A realizzarlo è Simone Testino, 22 anni, matematico e fondatore della startup sociale benefit Coliving Liguria, che ha deciso di raccogliere in rete documenti, studi tecnici, delibere, articoli e materiali relativi al progetto dell’inceneritore ligure.

L’archivio è disponibile online e rappresenta uno strumento aperto a cittadini, comitati, amministratori e associazioni che vogliono approfondire un tema destinato a incidere profondamente sul futuro della Valle Bormida.

Un archivio pubblico sulla vicenda inceneritore

Il progetto nasce in un momento particolarmente delicato, dopo il ridimensionamento dell’ipotesi Scarpino e il ritorno della Val Bormida tra le aree considerate possibili per ospitare l’impianto regionale di chiusura del ciclo dei rifiuti.
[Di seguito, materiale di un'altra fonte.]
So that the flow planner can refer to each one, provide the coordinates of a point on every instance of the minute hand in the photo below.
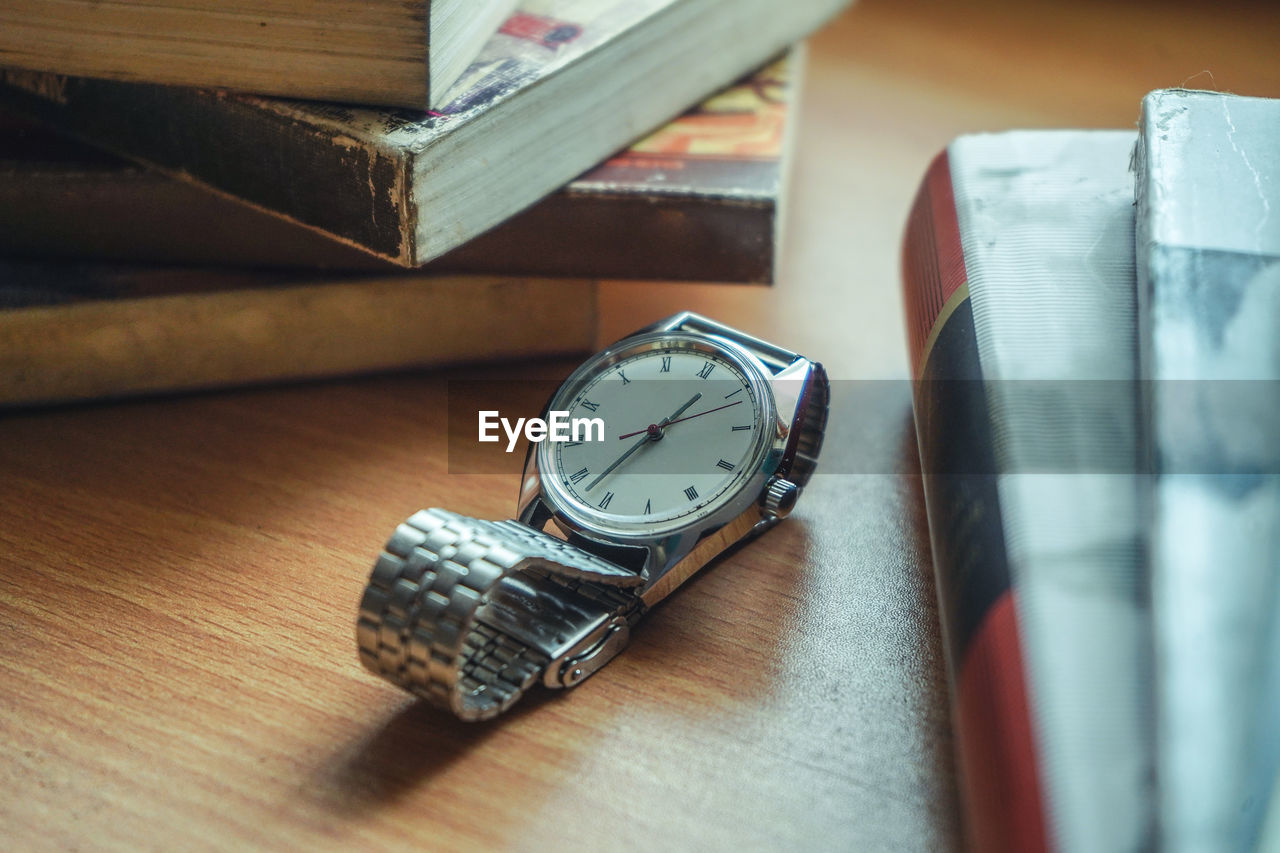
(686, 418)
(640, 443)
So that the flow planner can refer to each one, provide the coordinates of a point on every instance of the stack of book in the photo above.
(173, 215)
(1095, 322)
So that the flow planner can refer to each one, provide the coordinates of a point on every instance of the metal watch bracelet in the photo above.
(470, 614)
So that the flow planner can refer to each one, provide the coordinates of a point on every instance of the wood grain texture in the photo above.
(178, 578)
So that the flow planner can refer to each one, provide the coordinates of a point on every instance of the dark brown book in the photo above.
(698, 200)
(362, 51)
(562, 86)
Negli ultimi mesi il dibattito è cresciuto attraverso assemblee pubbliche, prese di posizione dei sindaci, documenti approvati nei consigli comunali e la mobilitazione di cittadini e associazioni.

In questo contesto l’archivio digitale vuole diventare un punto di riferimento documentale, mettendo a disposizione:

  • atti pubblici;
  • studi ambientali;
  • trascrizioni di assemblee;
  • dossier tecnici;
  • delibere comunali e regionali;
  • materiali sugli impatti sanitari e ambientali degli inceneritori.

Tra i documenti presenti anche materiali relativi agli impianti di Torino, Roma e Copenaghen, oltre a dossier sulle ceneri residue e sugli effetti economici e ambientali collegati alla combustione dei rifiuti.

“Uno strumento per informarsi”

L’obiettivo dichiarato è permettere ai cittadini di leggere direttamente i documenti, senza fermarsi agli slogan o alle semplificazioni.

L’archivio viene aggiornato quotidianamente e utilizza anche strumenti di intelligenza artificiale per organizzare e confrontare i testi, evidenziando eventuali incongruenze, evoluzioni o modifiche nei documenti ufficiali.

Una scelta che conferma come il confronto sul termovalorizzatore stia assumendo sempre più una dimensione pubblica e partecipata, coinvolgendo non solo la politica ma anche tecnici, professionisti, giovani e realtà del territorio.

Una Valle che chiede trasparenza

Nel frattempo i Comuni della Valle continuano a rafforzare le proprie posizioni contrarie all’impianto.

A Cairo Montenotte il Consiglio comunale ha approvato all’unanimità un ordine del giorno che recepisce la lettera congiunta dei sindaci contro la realizzazione di impianti di trattamento termico dei rifiuti sul territorio.

Il tema resta centrale: salute pubblica, qualità dell’aria, rischio di ulteriore pressione ambientale, impatto economico sul territorio e modello di sviluppo futuro della Valle Bormida.

E proprio per questo la disponibilità pubblica dei documenti potrebbe diventare uno degli strumenti più importanti per consentire ai cittadini di seguire consapevolmente una vicenda destinata a segnare il futuro del territorio.